St-Thomas...Charlotte-Amalie Harbour...the most popular cruiseship destination in the Caribbean and so, thousands of tourists come and go every day of the year to SHOPPPPPPPPPP! We don't care much about jewelry or Hugo Boss suits right now, so what have we done here?
We found a charming site, up on the hill, called the Rum factory, in an enchanting decor with rum from all over the world and besides sampling the Cruzan, we enjoyed their punch and the veranda!
Notre coup de coeur à St-Thomas est sans contredit la Rum Factory pour la variété de ses rhums et aussi pour le site tropical! There are several areas of town that are quaint and deserve a visit. We visited the Frederic Lutheran Church with Steel Drums at the upper level and decided that we would attend the Christmas service there.
The pastor of the church was a latino woman with lots of humour and warmth and we enjoyed the west indian music and other gospels.

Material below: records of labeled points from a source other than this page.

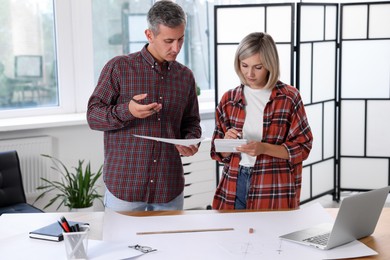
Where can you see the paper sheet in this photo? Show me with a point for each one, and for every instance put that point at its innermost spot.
(184, 142)
(228, 145)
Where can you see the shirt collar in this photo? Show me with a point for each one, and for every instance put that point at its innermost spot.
(151, 60)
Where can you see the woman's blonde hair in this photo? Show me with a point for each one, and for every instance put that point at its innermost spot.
(263, 44)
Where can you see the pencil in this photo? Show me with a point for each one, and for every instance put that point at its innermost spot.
(184, 231)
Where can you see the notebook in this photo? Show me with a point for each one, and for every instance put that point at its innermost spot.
(228, 145)
(357, 218)
(52, 232)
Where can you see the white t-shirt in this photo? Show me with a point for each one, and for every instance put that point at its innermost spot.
(256, 100)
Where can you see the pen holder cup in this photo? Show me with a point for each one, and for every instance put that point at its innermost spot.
(76, 243)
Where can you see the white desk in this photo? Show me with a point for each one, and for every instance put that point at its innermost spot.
(23, 223)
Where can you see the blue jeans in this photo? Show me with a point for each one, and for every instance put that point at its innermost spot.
(243, 183)
(112, 202)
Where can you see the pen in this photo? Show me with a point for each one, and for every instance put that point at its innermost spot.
(65, 224)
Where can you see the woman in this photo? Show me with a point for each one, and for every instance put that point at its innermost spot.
(266, 172)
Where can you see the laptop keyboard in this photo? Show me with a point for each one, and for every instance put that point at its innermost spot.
(319, 239)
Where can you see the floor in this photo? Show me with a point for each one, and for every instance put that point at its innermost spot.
(328, 202)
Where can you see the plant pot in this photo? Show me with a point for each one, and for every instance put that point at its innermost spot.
(88, 209)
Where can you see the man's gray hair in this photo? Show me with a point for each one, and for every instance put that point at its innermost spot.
(167, 13)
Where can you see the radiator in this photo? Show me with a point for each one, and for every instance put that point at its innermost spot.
(33, 165)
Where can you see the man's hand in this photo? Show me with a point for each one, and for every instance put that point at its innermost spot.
(137, 109)
(187, 150)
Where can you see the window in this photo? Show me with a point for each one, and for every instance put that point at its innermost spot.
(118, 28)
(28, 76)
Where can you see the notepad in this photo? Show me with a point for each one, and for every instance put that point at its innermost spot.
(52, 232)
(228, 145)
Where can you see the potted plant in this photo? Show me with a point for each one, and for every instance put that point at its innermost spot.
(75, 189)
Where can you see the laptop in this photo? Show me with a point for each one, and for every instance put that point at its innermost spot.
(357, 218)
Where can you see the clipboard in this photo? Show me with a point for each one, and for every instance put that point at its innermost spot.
(228, 145)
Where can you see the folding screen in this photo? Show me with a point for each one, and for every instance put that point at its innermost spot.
(364, 96)
(316, 70)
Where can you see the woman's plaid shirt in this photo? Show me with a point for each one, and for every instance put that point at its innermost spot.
(275, 183)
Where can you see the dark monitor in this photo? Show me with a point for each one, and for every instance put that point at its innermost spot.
(28, 66)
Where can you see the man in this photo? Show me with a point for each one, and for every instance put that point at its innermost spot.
(147, 93)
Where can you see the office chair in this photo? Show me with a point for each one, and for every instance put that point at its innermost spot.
(12, 196)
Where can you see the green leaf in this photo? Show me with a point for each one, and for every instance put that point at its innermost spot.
(75, 188)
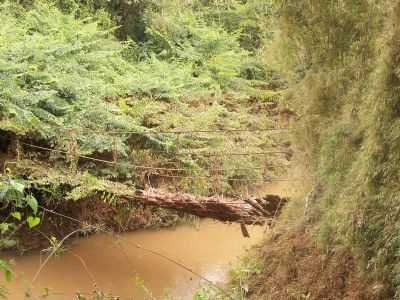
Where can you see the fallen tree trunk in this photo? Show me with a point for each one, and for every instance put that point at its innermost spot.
(249, 211)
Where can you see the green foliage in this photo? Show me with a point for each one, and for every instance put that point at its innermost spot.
(18, 207)
(347, 95)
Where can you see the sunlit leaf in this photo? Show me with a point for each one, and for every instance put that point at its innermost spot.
(32, 202)
(33, 221)
(17, 215)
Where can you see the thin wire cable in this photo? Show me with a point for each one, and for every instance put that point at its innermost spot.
(104, 131)
(164, 169)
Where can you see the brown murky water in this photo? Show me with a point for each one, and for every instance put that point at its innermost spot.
(114, 264)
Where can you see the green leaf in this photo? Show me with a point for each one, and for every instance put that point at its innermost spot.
(5, 267)
(17, 215)
(17, 185)
(4, 227)
(8, 275)
(32, 202)
(33, 221)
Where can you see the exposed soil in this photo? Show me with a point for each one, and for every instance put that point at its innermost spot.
(118, 218)
(295, 268)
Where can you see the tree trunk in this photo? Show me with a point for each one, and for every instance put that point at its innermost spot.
(256, 211)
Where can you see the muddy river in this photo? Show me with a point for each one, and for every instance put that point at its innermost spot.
(116, 265)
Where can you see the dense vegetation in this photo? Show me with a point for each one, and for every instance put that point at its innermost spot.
(86, 83)
(341, 60)
(72, 71)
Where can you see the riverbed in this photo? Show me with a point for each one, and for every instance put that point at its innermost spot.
(116, 265)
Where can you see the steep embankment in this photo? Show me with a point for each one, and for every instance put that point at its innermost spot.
(344, 63)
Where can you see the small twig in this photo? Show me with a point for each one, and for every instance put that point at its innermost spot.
(52, 254)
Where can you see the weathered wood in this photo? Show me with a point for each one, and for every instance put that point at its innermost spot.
(248, 211)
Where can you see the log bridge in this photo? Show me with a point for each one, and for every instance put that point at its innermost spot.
(249, 211)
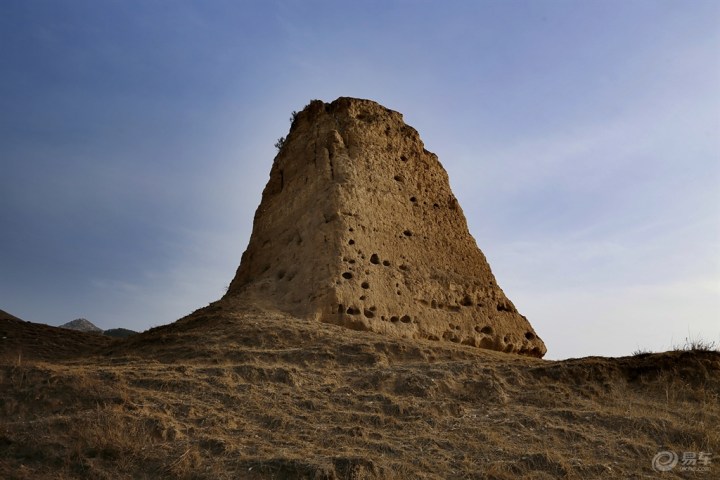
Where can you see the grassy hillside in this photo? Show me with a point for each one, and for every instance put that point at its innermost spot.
(250, 394)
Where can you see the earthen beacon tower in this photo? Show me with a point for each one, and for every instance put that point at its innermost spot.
(358, 227)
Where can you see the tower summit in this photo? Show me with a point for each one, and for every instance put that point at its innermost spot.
(358, 227)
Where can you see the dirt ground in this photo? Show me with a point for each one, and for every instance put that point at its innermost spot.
(244, 393)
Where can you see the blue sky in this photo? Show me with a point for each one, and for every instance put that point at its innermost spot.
(582, 139)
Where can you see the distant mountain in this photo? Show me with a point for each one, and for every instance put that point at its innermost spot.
(119, 332)
(82, 325)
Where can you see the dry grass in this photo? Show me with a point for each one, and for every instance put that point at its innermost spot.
(258, 395)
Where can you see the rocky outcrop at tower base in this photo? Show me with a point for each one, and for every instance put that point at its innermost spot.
(358, 227)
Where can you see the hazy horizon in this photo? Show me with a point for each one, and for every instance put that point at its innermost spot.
(582, 140)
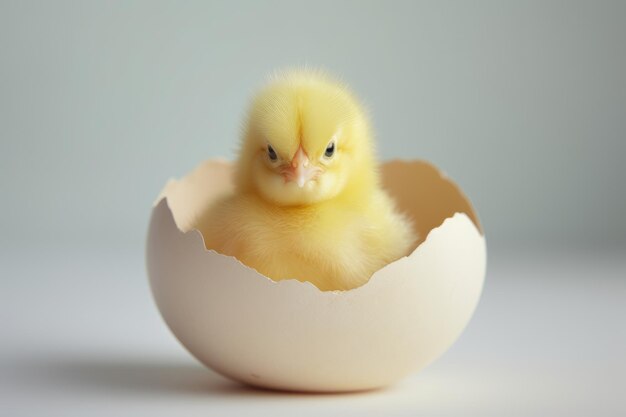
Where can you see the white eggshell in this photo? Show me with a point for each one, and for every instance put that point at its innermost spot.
(290, 335)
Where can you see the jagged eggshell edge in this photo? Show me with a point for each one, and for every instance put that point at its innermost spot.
(290, 335)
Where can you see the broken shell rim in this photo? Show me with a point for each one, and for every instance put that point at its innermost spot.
(435, 230)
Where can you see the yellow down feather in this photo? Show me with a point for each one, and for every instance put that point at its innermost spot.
(339, 227)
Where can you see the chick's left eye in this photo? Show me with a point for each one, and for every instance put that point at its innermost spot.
(330, 150)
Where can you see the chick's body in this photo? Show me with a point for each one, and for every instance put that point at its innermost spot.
(307, 202)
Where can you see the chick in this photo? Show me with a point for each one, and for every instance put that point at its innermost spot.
(308, 203)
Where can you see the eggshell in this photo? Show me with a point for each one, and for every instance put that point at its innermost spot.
(290, 335)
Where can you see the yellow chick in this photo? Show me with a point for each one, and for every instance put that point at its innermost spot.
(308, 203)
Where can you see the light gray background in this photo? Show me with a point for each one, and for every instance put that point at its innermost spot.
(523, 104)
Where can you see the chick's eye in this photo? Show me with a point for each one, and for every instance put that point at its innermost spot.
(330, 150)
(271, 153)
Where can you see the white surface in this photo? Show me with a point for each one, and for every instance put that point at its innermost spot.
(81, 336)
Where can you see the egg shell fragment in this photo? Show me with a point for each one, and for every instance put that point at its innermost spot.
(289, 335)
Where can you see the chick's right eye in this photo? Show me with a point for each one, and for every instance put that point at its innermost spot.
(271, 153)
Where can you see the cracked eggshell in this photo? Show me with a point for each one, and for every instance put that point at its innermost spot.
(290, 335)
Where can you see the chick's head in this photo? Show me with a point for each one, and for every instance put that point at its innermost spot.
(306, 140)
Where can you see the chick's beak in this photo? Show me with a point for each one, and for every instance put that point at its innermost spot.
(301, 170)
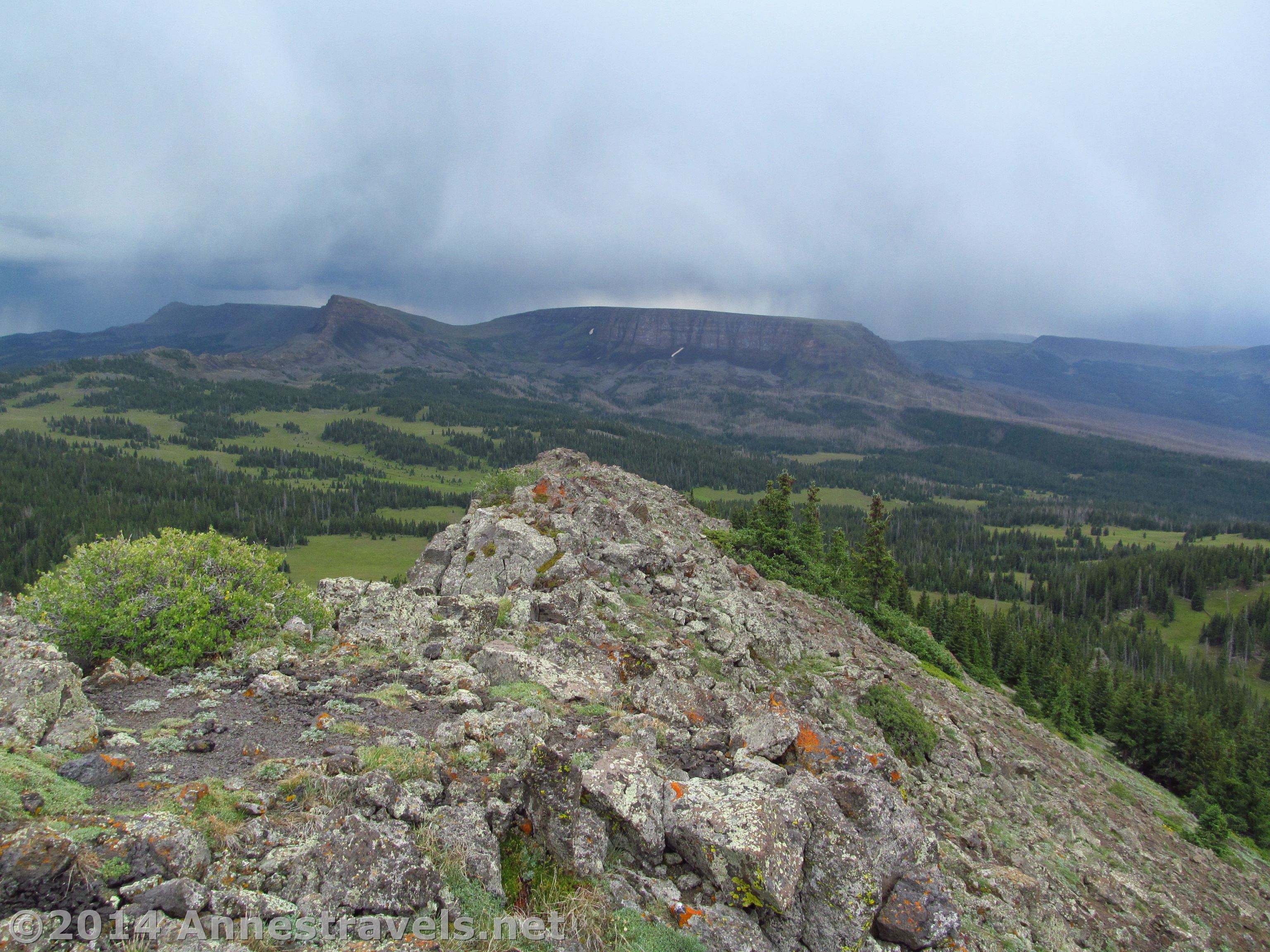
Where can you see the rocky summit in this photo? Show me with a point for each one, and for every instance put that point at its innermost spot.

We also visited a "less shiny" area of town west of the market place; "Savan" is referred as a red light district in our guide...of course, this makes the visit even more interesting, right? Many latinos lived there and salsa and merengue music poured from every little bar. We were hungry and so decided to enter one of them with pool and domino players...we ate pork and plantain chips which was delicious. While we felt a little our of place, people were kind and asked us several times if we were allright and needed anything else!
Finally, we went to visit Frenchtown where Huguenots once settled, coming from a neigbouring island, St-Barth. While the names are still French ("Aubain, Magras"..) nobody speaks french anymore as explained to us by the kind hostess of the French Museum . Frenchtown was settled by immigrants from the French Caribbean island of St. Barthelemy in the late 1800's through mid-1900's. Many of the men were fishermen and so the area became a fishing village and is still today. In the early morning you can watch fishermen coming in with their small fishing boats, or cleaning and selling their catches from the jetties and from the Quetel Fish Market. Many of the older French people still speak Creole. In the middle of Frenchtown is a hill crowned by St. Ann's Catholic Church. A small museum contains several hundred artifacts of historical interest related to the area and to the French community including photographs, pottery, tools and furniture.
Here am I with a view from St-Ann Catholic church overlooking the "modern" Frenchtown wtih restaurants such as Epernay ou La petite Fenetre...
Me voilà sur la terrasse de l'église St-Anne dominant le quartier "français" appelé Frenchtown, dont les habitants sont des descendants des Huguenots venus de l'île voisine St-Barth...Et encore dans la tradition française, nous avons découvert que le père de l'Impressionisme Camille Pissaro n'était pas français! Né ici a St_Thomas de père juif-portugais et d'une mère dominicaine, c'est ici qu'il a commencé sa carrière d'artiste avec des scènes du port et des environs de Charlotte-Amalie. Nous avons visité le petit musée sur la rue principale.And to remain in the French tradition, we discovered that the "French" painter Camille Pissaro...was not French but born of a Portuguese-Jewish Father and a Dominican mother right here in St_Thomas! here is the house, located on Main street and now hosting a small museum.
These were some sights of this town whose charms remain unknown ... Et voila quelques aperçus de cette petite ville ou déferlent tant de touristes mais dont les attraits restent probablement méconnus!